As well as methods leading to integral articles, three-dimensional articles may be fabricated from smaller components. For example, structures may be built up from sheets and/or filaments impregnated with or surrounded by liquid bonding material. Three-dimensional structures may also be built up sequentially, eg by selective curing of a bath of cross-linkable material (cf stereolithography) or by the stepwise application and curing of layers of cross-linkable material in gel form.

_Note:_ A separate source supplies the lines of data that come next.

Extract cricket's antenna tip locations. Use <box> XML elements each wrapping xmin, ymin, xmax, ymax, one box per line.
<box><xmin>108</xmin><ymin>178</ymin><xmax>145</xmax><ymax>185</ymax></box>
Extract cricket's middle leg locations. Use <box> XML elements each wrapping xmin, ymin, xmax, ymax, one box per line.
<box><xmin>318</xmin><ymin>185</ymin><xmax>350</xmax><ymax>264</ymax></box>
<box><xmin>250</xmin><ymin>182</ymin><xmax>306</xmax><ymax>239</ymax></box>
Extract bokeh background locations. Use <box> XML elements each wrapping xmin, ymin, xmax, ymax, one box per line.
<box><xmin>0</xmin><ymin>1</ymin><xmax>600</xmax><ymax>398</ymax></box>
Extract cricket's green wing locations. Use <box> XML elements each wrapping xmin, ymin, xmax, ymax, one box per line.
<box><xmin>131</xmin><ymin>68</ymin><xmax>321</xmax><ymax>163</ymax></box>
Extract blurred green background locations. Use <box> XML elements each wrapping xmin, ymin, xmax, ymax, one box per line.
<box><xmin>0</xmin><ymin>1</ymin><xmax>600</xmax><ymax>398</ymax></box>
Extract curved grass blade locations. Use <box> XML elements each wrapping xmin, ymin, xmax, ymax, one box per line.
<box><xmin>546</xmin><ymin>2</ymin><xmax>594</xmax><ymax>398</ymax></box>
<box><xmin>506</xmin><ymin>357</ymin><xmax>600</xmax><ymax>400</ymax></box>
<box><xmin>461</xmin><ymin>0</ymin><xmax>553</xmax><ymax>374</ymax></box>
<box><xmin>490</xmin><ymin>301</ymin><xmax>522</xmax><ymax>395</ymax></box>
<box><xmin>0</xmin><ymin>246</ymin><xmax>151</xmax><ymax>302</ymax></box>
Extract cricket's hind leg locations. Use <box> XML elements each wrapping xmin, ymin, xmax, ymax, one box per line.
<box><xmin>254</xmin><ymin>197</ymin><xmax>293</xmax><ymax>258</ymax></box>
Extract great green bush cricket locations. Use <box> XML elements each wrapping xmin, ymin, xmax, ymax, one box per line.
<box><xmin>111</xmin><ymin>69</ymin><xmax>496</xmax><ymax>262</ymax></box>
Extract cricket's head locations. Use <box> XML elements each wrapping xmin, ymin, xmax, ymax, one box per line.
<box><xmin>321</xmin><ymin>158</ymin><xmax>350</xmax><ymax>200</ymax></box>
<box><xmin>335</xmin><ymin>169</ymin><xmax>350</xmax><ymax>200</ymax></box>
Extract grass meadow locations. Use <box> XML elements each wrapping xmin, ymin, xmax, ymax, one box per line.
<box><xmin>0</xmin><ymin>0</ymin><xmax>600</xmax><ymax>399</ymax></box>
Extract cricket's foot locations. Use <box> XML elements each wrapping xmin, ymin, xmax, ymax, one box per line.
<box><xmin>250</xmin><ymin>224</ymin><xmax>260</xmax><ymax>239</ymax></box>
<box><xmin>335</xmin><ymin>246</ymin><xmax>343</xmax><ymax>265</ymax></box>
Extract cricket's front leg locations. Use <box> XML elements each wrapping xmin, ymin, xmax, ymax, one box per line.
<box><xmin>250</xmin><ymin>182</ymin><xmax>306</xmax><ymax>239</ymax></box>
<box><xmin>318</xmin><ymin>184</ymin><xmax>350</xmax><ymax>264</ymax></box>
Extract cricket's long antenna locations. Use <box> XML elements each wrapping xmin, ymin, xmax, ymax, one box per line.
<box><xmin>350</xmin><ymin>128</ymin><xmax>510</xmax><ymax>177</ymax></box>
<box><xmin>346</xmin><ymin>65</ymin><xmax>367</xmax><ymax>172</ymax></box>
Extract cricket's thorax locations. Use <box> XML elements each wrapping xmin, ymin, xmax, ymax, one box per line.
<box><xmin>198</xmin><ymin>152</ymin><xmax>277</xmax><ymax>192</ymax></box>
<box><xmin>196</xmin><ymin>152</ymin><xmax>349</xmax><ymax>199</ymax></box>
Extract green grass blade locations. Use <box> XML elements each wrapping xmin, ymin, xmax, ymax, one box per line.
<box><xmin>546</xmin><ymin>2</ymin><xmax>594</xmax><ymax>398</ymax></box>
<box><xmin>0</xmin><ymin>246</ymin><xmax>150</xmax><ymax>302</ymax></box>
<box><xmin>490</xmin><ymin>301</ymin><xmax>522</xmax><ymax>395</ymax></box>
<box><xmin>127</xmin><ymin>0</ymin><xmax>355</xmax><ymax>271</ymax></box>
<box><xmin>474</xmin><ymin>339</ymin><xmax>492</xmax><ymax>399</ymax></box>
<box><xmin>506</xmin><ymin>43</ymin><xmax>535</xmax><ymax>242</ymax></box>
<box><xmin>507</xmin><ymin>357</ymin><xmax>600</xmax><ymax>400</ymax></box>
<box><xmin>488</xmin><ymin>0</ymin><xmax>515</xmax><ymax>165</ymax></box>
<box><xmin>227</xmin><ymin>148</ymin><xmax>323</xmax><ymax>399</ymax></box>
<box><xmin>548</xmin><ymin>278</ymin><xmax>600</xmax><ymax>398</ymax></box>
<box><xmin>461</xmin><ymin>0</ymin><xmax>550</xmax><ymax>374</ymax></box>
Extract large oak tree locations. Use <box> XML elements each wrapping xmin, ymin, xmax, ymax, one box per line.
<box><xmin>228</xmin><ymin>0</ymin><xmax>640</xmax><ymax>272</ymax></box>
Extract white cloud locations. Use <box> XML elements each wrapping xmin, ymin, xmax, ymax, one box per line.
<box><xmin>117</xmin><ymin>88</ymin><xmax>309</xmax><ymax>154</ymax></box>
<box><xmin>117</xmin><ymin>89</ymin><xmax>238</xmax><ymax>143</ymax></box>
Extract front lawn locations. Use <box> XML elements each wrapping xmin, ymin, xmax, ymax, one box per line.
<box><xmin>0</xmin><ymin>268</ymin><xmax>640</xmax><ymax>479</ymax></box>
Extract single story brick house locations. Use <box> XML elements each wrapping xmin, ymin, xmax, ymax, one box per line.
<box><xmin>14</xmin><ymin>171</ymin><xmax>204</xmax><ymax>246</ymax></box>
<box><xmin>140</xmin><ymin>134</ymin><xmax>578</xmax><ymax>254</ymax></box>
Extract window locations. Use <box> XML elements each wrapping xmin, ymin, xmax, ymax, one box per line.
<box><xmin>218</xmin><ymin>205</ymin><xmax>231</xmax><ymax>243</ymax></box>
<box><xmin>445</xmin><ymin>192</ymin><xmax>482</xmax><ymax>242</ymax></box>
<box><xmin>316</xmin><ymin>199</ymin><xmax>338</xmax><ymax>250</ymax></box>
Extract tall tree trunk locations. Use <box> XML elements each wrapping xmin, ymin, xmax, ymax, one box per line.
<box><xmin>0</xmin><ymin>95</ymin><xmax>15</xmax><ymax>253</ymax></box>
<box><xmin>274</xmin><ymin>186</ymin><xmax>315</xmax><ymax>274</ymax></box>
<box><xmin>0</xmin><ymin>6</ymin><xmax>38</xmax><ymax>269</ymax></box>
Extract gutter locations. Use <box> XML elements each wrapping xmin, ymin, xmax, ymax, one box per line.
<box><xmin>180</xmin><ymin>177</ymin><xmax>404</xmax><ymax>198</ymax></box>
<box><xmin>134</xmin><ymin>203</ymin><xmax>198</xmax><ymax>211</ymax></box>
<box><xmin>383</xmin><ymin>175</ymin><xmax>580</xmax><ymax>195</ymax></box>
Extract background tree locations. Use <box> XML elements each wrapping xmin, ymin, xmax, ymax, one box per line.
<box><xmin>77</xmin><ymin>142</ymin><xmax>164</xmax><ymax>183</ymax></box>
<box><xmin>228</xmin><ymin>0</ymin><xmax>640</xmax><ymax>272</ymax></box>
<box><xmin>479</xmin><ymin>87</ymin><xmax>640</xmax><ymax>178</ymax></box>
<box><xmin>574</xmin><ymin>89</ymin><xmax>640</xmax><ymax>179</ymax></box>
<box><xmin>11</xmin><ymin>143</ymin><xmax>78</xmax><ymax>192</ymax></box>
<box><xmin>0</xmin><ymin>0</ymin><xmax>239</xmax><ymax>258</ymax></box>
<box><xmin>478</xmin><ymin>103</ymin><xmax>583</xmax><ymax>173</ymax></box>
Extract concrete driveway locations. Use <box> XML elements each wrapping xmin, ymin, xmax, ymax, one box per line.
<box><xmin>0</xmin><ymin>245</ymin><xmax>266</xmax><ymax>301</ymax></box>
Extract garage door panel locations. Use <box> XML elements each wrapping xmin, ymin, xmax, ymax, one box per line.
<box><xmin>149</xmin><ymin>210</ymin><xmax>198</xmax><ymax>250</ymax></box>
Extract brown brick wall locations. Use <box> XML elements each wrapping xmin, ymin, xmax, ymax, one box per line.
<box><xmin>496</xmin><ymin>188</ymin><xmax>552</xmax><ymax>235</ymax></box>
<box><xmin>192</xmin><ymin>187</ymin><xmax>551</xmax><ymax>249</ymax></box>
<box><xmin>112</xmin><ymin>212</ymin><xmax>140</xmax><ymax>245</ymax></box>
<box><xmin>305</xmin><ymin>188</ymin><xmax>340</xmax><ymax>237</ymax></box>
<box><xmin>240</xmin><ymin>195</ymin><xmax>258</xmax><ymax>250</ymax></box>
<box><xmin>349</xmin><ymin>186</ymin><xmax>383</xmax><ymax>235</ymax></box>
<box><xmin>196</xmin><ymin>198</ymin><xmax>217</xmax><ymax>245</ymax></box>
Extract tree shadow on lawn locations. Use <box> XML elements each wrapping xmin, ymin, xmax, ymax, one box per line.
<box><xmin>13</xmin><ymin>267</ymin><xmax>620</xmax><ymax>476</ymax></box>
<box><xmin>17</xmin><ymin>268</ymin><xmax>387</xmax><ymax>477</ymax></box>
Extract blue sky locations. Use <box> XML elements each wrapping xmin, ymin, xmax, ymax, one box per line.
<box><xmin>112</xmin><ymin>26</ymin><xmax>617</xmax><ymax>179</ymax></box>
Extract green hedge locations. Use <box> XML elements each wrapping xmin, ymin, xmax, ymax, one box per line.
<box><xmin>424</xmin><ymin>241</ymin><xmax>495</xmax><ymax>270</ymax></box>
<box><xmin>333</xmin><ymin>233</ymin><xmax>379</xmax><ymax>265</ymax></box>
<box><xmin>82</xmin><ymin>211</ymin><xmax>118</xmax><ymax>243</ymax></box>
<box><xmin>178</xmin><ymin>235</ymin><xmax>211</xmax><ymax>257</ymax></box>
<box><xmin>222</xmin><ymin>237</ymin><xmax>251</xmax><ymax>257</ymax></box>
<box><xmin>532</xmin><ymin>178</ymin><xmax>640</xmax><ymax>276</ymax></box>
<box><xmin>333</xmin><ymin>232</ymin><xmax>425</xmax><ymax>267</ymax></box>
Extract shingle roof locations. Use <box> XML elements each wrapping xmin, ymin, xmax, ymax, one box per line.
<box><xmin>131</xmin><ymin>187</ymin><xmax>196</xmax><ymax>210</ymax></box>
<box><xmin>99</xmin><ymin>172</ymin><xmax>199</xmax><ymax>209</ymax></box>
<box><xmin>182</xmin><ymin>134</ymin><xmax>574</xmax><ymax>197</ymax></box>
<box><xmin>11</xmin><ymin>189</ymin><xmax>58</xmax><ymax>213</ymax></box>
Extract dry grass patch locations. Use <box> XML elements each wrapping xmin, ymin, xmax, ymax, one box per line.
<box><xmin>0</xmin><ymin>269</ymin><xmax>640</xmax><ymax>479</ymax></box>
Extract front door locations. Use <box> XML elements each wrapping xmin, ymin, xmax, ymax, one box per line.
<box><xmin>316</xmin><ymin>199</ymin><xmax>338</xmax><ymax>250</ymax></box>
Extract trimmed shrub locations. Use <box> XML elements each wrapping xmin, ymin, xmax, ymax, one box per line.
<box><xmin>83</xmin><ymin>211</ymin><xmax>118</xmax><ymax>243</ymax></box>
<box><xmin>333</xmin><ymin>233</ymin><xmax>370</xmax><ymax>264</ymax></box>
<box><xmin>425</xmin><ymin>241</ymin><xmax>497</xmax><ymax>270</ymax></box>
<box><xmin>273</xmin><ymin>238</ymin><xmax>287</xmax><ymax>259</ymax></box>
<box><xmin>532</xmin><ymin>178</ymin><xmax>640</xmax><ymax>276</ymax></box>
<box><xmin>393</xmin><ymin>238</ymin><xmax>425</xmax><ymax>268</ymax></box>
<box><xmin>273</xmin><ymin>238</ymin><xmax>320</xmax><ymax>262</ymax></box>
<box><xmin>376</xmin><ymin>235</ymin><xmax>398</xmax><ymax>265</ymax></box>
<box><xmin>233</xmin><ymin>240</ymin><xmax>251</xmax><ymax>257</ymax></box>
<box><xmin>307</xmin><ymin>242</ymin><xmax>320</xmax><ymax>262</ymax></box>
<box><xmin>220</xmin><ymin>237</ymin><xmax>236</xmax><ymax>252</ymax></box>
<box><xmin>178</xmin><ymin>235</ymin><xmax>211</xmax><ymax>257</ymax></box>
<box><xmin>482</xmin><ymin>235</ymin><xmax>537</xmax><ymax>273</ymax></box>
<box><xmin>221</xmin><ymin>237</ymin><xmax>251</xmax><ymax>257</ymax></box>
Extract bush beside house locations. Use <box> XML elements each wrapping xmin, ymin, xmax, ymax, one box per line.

Articles according to the invention will generally be manufactured in the desired form and supplied as single-use, sterile devices. However, it may alternatively be possible in certain applications for the article to be constructed by the user prior to implantation. Such a case might be applicable, for instance, to scaffolds for tissue repair. In such a case, the materials supplied might include material for forming an impression of the shape to be constructed, moulding material and the material needed for formation of the final device.